Since 1949, when the first systematic study of the cost of corrosion, led by Herbert H. Uligh in the United States, was published, the huge amounts of money lost due to corrosion and spent on preventing and controlling it have been compared to one of the more relevant economic indices, such as the Gross Domestic Product (GDP). This is an index proposed more than three hundred years ago.
Two of the latest estimates of the cost of corrosion are from studies conducted in the United States in 2013 and in China in 2015. In the first case, the annual cost of corrosion was estimated at 3.4% of GDP; in China, it was estimated at 3.34% of GDP.
When looking for results in other latitudes, it is common to find that GDP percentages are usually lower. For instance, in Colombia, a study led by the author several decades ago found that the total cost of corrosion was about 2%.
A reason for this relevant difference could be related to the GDP index. It is a broad measure of a region's economic growth over a period, usually a year. However, corrosion seems to be more related to other issues.
Economists are seeking a new index of the current true wealth. Corrosion costs must be related to an index other than GDP.
Disparities in GDP differ from disparities in richness, development dynamics, and steel consumption.
We need a more realistic index, more directly associated with the magnitude of the corrosion phenomena, and steel consumption is a clear indicator of that magnitude.
Steel accounts for nearly 95 percent of total metals consumed worldwide. Worldwide, steel consumption averages about 4 tons per person; in developed countries, it is about 15 tons per person; and in Sub-Saharan Africa, it is less than 1 ton per person. More than 95 percent of corrosion costs are attributable to steel corrosion, but applying the same percentage across all countries is not appropriate.
This point of view is closely tied to an older consideration of the magnitude of corrosion problems and to the use of a system that accounts for a significant percentage of the steel produced in the replacement of corroded parts and structures.
Right now, it is more important to correlate the cost of corrosion with steel consumption across countries and regions. The table below presents results from studies on the cost of corrosion in Colombia (CO), the United States (US), and China (CN). It also shows the total apparent consumption of steel over the 50 years preceding the studies, or the metals that were truly exposed to corrosion associated with the found costs of corrosion. It calculates the cost of such quantities of steel at 2025 prices (US $465 per ton), the percentage of corrosion cost relative to steel cost, and, finally, the cost of corrosion in 2025, estimated for each country.
Table: Comparison of the Measured Cost of Corrosion with the Cost of the Exposed Steel
Apparent Steel Consumed (ASC) over the last 50 years before the study, and extrapolation to 2025.

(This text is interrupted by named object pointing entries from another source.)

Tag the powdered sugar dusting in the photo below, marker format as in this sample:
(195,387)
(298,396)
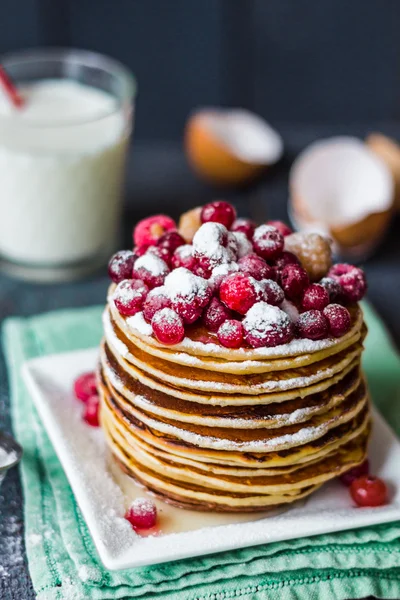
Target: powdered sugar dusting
(139,323)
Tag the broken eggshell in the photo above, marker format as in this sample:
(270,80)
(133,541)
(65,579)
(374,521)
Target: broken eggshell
(230,146)
(340,188)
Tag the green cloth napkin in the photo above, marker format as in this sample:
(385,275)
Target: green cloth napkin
(62,559)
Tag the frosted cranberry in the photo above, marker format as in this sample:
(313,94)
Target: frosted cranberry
(281,227)
(254,265)
(168,326)
(272,292)
(312,325)
(129,296)
(266,325)
(349,476)
(352,280)
(332,286)
(294,281)
(156,300)
(315,297)
(121,265)
(215,314)
(148,231)
(238,292)
(91,411)
(230,334)
(246,226)
(218,212)
(142,514)
(268,242)
(85,386)
(339,319)
(160,252)
(286,258)
(171,240)
(151,269)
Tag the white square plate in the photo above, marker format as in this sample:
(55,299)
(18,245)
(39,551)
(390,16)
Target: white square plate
(81,450)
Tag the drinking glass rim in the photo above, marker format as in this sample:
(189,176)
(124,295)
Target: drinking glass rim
(86,58)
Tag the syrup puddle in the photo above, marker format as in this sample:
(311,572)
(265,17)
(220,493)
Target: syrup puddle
(176,520)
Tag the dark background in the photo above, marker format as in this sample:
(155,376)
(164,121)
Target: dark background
(313,68)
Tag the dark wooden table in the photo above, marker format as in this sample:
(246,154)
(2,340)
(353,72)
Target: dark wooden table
(159,180)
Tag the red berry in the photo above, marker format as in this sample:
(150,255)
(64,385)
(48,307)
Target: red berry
(91,411)
(332,286)
(246,226)
(352,281)
(148,231)
(183,257)
(168,326)
(266,325)
(238,292)
(171,240)
(142,514)
(281,227)
(129,296)
(156,300)
(121,265)
(273,293)
(339,319)
(254,265)
(312,325)
(268,242)
(85,386)
(230,334)
(151,269)
(294,280)
(215,314)
(369,491)
(218,212)
(315,297)
(349,476)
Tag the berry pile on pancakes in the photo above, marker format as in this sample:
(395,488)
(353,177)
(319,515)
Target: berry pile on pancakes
(230,376)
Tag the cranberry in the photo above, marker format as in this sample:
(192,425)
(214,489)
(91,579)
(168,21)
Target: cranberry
(142,514)
(315,297)
(129,296)
(85,386)
(218,212)
(312,325)
(230,334)
(215,314)
(273,293)
(294,280)
(339,319)
(171,240)
(281,227)
(332,286)
(266,325)
(156,300)
(168,326)
(369,491)
(183,257)
(349,476)
(246,226)
(121,265)
(352,281)
(151,269)
(254,265)
(238,292)
(148,231)
(268,242)
(91,412)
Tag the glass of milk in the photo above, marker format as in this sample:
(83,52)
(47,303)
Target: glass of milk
(62,162)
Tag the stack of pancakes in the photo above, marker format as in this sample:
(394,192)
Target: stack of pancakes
(210,428)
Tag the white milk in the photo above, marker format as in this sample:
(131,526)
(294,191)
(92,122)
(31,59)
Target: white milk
(61,172)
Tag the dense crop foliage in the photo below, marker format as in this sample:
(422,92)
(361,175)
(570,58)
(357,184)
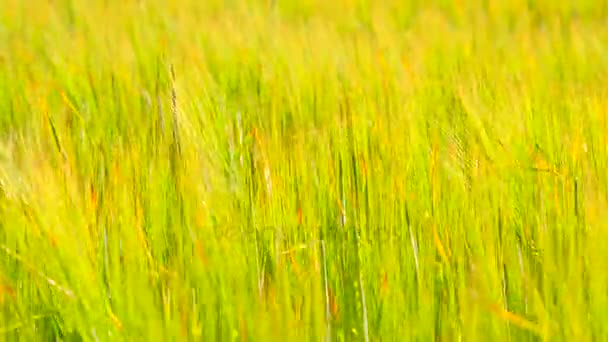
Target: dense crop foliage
(303,170)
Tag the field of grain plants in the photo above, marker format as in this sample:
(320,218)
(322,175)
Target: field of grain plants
(347,170)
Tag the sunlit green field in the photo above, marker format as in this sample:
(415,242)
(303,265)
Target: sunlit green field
(309,170)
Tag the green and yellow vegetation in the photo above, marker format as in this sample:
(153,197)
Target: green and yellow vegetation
(303,170)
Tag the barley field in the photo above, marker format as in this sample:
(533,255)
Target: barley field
(305,170)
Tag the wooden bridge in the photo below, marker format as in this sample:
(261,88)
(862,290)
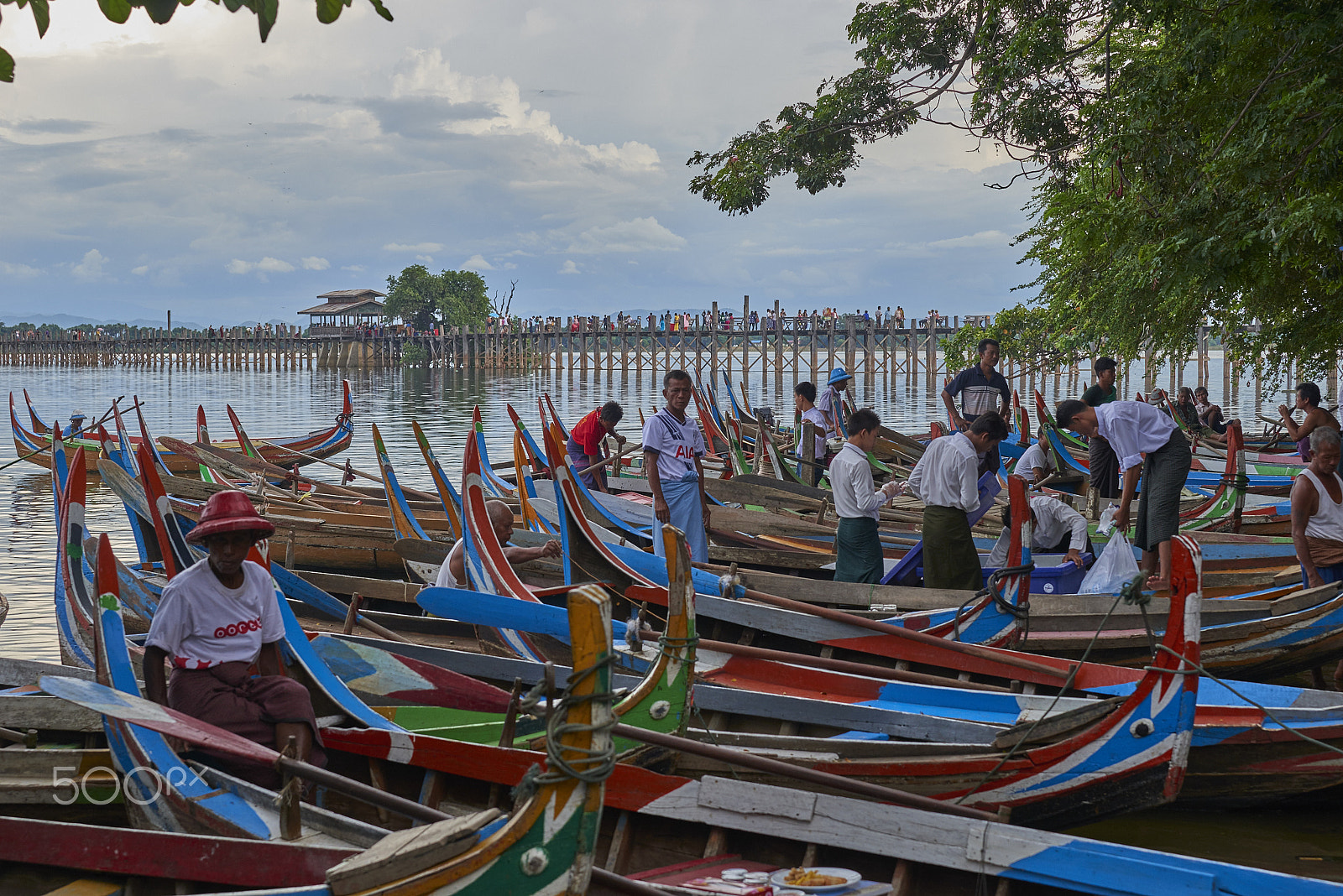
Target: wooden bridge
(785,346)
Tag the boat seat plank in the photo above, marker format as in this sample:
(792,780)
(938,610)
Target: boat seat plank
(407,852)
(46,714)
(86,888)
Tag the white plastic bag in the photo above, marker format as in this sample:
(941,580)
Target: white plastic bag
(1112,569)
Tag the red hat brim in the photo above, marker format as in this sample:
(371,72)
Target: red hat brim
(259,524)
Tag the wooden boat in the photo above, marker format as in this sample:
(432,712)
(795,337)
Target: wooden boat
(1221,753)
(705,826)
(559,819)
(1048,785)
(154,860)
(38,448)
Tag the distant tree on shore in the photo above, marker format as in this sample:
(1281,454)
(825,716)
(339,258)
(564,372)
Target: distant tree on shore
(160,11)
(423,300)
(1185,154)
(1033,338)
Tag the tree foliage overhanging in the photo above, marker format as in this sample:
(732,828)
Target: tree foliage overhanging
(1188,156)
(423,300)
(160,11)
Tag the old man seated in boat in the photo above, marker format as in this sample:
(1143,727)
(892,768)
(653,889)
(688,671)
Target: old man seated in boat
(453,571)
(219,625)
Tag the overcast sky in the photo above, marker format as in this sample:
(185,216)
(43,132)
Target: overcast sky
(190,167)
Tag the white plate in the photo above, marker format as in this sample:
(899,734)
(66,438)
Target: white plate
(850,879)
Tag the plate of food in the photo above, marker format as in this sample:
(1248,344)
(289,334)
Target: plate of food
(816,880)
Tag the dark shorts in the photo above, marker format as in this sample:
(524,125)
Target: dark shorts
(1165,472)
(1103,467)
(859,550)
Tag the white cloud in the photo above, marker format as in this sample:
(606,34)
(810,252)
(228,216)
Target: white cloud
(640,235)
(413,247)
(18,270)
(974,240)
(494,107)
(89,268)
(265,266)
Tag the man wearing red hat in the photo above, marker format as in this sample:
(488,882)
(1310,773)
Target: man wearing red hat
(218,618)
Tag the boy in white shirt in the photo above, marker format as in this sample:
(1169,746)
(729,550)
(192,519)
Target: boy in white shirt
(859,555)
(214,622)
(672,448)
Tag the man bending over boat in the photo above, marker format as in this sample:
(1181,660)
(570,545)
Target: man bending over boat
(859,503)
(453,571)
(672,448)
(1054,529)
(215,623)
(947,482)
(1318,513)
(584,443)
(1134,430)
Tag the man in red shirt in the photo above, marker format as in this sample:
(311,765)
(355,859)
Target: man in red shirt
(584,443)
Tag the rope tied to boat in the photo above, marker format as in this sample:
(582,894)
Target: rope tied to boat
(594,763)
(671,647)
(1020,612)
(1131,591)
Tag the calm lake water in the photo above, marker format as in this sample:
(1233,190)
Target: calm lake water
(1298,840)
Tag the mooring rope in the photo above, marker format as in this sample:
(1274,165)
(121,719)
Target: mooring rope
(597,762)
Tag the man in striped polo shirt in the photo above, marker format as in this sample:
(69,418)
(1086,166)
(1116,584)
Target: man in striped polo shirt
(980,389)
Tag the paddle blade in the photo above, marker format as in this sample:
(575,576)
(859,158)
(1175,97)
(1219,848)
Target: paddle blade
(156,718)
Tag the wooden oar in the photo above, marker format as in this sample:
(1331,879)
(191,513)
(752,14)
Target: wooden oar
(611,459)
(178,725)
(320,461)
(47,447)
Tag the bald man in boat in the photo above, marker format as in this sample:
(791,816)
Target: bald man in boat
(215,623)
(453,571)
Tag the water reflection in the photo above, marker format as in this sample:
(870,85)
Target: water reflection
(285,403)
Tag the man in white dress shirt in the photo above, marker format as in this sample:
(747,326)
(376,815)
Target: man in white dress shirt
(859,502)
(1054,529)
(1134,430)
(1036,463)
(947,482)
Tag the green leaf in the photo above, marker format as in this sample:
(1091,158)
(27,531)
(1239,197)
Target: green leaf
(42,16)
(160,11)
(383,11)
(328,11)
(266,13)
(116,9)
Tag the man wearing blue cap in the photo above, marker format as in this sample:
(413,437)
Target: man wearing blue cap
(832,400)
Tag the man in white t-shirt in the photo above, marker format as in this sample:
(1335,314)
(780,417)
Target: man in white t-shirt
(218,618)
(453,571)
(1034,463)
(672,448)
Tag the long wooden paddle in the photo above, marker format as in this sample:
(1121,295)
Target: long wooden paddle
(47,447)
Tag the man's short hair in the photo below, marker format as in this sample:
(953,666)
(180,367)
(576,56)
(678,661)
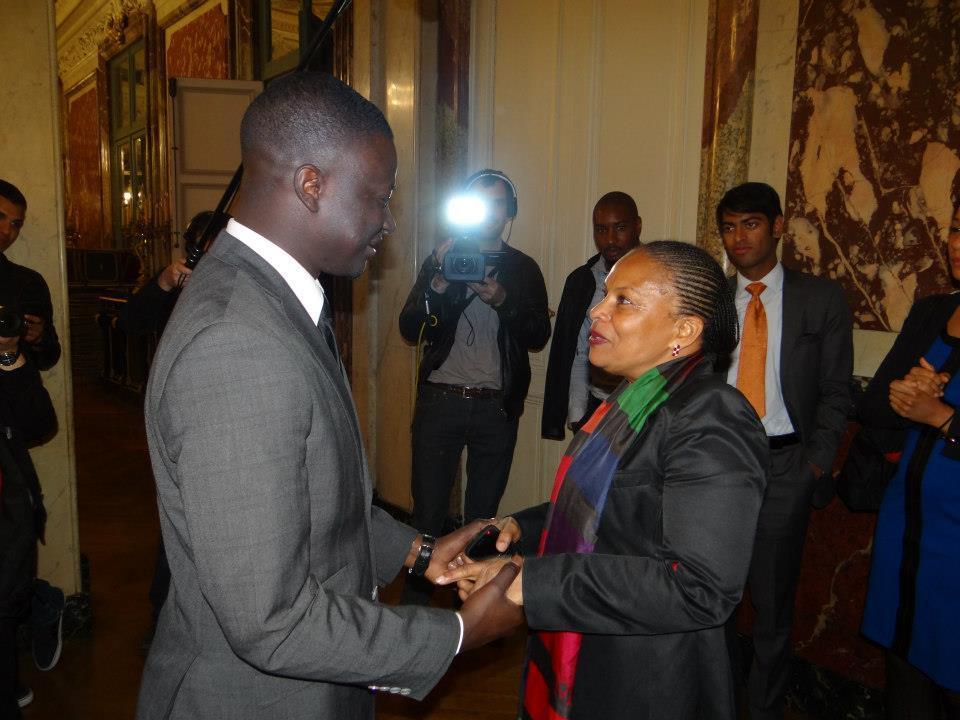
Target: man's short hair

| Country | Year | Original Corrosion Cost (US $B) | Projected Corrosion Cost 2025 (US $B)* | ASC (M ton) | Cost of the ASC 2025 (US $B) | Corrosion Cost (%) | Cost of Corrosion in 2025 (US $B) |
|---|---|---|---|---|---|---|---|
| CO | 1994 | 1.3 | 2.8 | 33.1 | 15.3 | 18.34 | 2.7 |
| US | 2013 | 451 | 619 | 4,850 | 2,255 | 27.45 | 441.8 |
| CN | 2015 | 310 | 418 | 10,150 | 4,719 | 8.86 | 484.7 |
* Historical corrosion costs have been adjusted to 2025 US dollars using the U.S. Bureau of Labor Statistics CPI-U, so they are directly comparable to the cost of the ASC at 2025 prices.
In conclusion, GDP is not a reliable indicator for estimating the cost of corrosion across all countries worldwide. The level of corrosive attack depends strongly on the nature of natural environments (continental, coastal, landlocked, tropical, etc.) as well as on anthropogenic ones (industrial, urban, domestic, etc.), and on the anti-corrosion forces (ACICOR, AMPP, CSCP, enterprises, universities, etc.). These environments are directly related to the degree and dynamics of development, which are associated with steel consumption and exposure conditions, and do not depend on total income measured by GDP.
In corrosion, we never generalize; we say that "each case is a case."